Colloidal Zirconium

The name is derived from the Arabic, 'zargun', meaning gold coloured. It's a hard, silvery metal that is very resistant to corrosion.


Zirconium does not absorb neutrons, making it an ideal material for use in nuclear power stations. More than 90% of zirconium is used in this way. Nuclear reactors can have more than 100,000 metres of zirconium alloy tubing. With niobium, zirconium is superconductive at low temperatures and is used to make superconducting magnets.

Zirconium metal is protected by a thin oxide layer making it exceptionally resistant to corrosion by acids, alkalis and seawater. For this reason it is extensively used by the chemical industry.

Zirconium(IV) oxide is used in ultra-strong ceramics. It is used to make crucibles that will withstand heat-shock, furnace linings, foundry bricks, abrasives and by the glass and ceramics industries. It is so strong that even scissors and knives can be made from it. It is also used in cosmetics, antiperspirants, food packaging and to make microwave filters.

Zircon is a natural semi-precious gemstone found in a variety of colours. The most desirable have a golden hue. The element was first discovered in this form, resulting in its name. Cubic zirconia (zirconium oxide) is a synthetic gemstone. The colourless stones, when cut, resemble diamonds. The Ancient Egyptians used zircon gemstones in jewellery.

Zircon mixed with vanadium or praseodymium makes blue and yellow pigments for glazing pottery.


Biomedical applications

Zirconium-containing compounds are used in many biomedical applications including dental implants and other restorative practices, knee and hip replacements, and middle-ear ossicular chain reconstruction.

Zirconium binds urea, a property that has been utilized extensively to the benefit of patients with chronic kidney disease. For example, zirconium is a primary component of the sorbent column dependent dialysate regeneration and recirculation system known as the REDY system, which was first introduced in 1973. More than 2,000,000 dialysis treatments have been performed using the sorbent column in the REDY system. Although the REDY system fell out of favor in the 1990s because of less expensive alternatives, new sorbent-based dialysis systems are being evaluated and approved by the U.S. Food and Drug Administration (FDA). Renal Solutions, which was acquired by Fresenius in 2008, developed the DIALISORB technology, which is a portable, low water dialysis system. Also, developmental versions of a Wearable Artificial Kidney have incorporated sorbent-based technologies (e.g., Xcorporeal, which was acquired by Fresenius in 2010).

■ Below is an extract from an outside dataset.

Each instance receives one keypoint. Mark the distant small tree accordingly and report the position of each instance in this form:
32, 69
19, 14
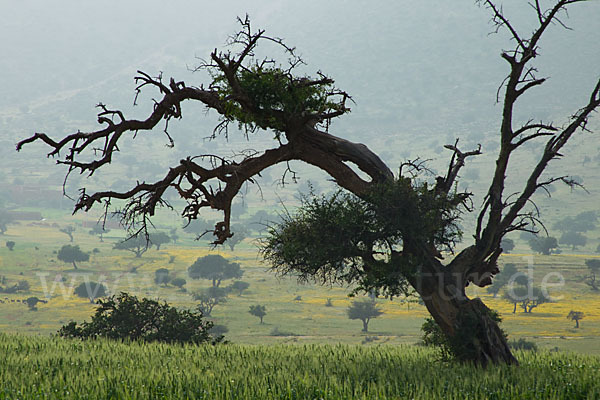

A zirconium compound (ZS-9) is under investigation for oral therapy in the treatment of hyperkalemia (elevated serum potassium levels). ZS-9 is a highly selective oral sorbent designed specifically to trap potassium ions over other ions throughout the gastrointestinal tract.In a randomized, double-blind, placebo-controlled phase 3 clinical trial, patients with hyperkalemia received one of four doses of ZS-9 or placebo three times daily for 2 days, and patients whose potassium was normalized received ZS-9 or placebo once daily for 12 additional days.Results showed that ZS-9 given three times daily resulted in significantly greater reductions in potassium than placebo, and once daily ZS-9 was able to maintain significant reductions in serum potassium compared with placebo. ZS-9 was well-tolerated at all doses, with comparable overall adverse event and gastrointestinal adverse event rates between the placebo and ZS-9 treated patients.

Zirconium carbonate (3ZrO2·CO2·H2O) was used in lotions to treat poison ivy but was discontinued because it occasionally caused skin reactions.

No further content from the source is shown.